The Phillies have front-run in almost every series in which they have played. The two series they lost - that first one against Colorado in 2007 and last year's World Series to the Yankees - were disappointments tempered by the reality that a lot had been accomplished along the way.
This series is different, though, different year, different expectations. Lose Game 1 - behind Roy Halladay, at home, when favored to win not only this series against the San Francisco Giants but to win the whole thing - and the temperature begins to rise. It is the simple reality.
The Phillies' response? Cool, surgical, persistent, adaptive.
For a lot of that, they can thank Roy Oswalt.
With Oswalt looking like Oswalt again on the mound, and with a sudden willingness to play small-ball and manufacture runs, and with slumping Jimmy Rollins providing the emphatic punctuation with a bases-loaded double off the rightfield wall in the seventh inning, the Phillies evened the National League Championship Series at a game apiece with a 6-1 victory.
"You've got a little more adrenaline going when you go out there," Oswalt said. "But you still have to treat it as a game, and that's what it is.

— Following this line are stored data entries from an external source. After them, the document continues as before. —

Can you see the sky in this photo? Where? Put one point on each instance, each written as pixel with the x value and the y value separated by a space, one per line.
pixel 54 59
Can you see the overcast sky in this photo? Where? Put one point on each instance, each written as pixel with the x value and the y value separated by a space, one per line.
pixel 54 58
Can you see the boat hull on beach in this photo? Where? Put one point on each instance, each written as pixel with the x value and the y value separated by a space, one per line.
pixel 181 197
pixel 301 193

You can't get caught up in the moment of trying to get the momentum back on your side. You have to pitch your game. From the beginning, I told myself, 'All you can give is 100 percent.' If it ain't good enough that night, go try to get it next time."
The Giants undoubtedly will leave town saying that they accomplished what they needed to accomplish in the first two games, which is true enough. But the Phillies, under pressure after Game 1, have grabbed this thing back. Confronted with their first Game 1 loss since that 2007 series against Colorado, they have regained, well, they have regained that look. You know, the one where they appear to be more machine than men - and more about wearing down the opposition than anything else.

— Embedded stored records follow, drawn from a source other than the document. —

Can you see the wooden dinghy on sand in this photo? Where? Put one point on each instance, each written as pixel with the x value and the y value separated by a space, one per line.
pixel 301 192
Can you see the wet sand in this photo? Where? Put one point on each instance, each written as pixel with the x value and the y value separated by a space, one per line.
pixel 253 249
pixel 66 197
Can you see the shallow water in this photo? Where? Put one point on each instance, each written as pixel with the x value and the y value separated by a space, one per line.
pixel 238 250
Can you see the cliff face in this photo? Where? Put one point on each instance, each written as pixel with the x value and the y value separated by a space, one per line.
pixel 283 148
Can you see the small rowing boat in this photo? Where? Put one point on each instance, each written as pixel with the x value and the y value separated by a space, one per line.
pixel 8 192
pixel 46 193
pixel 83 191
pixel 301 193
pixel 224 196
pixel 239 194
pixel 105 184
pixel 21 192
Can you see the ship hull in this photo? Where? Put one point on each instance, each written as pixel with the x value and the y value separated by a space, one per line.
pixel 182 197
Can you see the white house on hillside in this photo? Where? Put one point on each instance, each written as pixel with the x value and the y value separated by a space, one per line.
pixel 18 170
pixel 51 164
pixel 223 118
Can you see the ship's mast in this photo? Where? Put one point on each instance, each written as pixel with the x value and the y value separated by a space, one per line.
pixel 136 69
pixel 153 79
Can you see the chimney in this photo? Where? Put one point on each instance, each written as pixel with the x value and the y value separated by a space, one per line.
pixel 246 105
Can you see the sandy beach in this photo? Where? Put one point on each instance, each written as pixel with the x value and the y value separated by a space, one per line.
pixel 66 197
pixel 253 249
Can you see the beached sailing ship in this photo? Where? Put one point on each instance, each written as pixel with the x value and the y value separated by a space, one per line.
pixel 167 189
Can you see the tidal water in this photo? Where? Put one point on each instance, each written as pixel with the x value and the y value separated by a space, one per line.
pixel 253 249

"We were down in the series, but we weren't going to panic," Ryan Howard said.
The key to the thing was Oswalt, which everybody kind of understood all along. As soon as the pitching matchups for the series were set, the absolute importance of Game 2 just screamed at you from the page. The Phillies had not hit Jonathan Sanchez well at all, and it was likely going to be a long night against him. In response, Oswalt was going to have to be Oswalt again, and especially after his rusty outing in the first round of the playoffs against Cincinnati.
And, well, Oswalt gave the Phillies everything they needed, eight innings of three-hit baseball, to be specific. The only run he allowed was on a home run to Cody Ross, his third of the series. And what Oswalt did more than anything was build a calm framework on a tense night, a framework within which the Phillies' struggling offense could begin to do its business. That's true even if he did run through a stop sign in the seventh inning and score a frantic run.
"He had a little chip on his shoulder," Shane Victorino said of Oswalt. "I'm sure he wanted to come out and make a statement. I'm sure he was a little disappointed with his first outing. But that's Roy. He loves to win. He's a born winner."
The Phillies did not suddenly begin to tear the cover off the ball against Sanchez. But what they did was make him work and - don't tell anybody - actually did some small-ball manufacturing. They got a run in the first inning on an error and three walks. They got a second run in the fifth inning on a double by Victorino, a long fly ball to right by Chase Utley that moved Victorino to third, and a sacrifice fly by Placido Polanco. Then they blew it open in the seventh as they got into the Giants' bullpen, with Rollins rocketing the double that cleared the bases.
The result is that the Phillies look like themselves again. The heat and pressure did nothing but energize them. Their hands remain full but the machine is again operating.
And it was Roy Oswalt who calmly flipped the switch.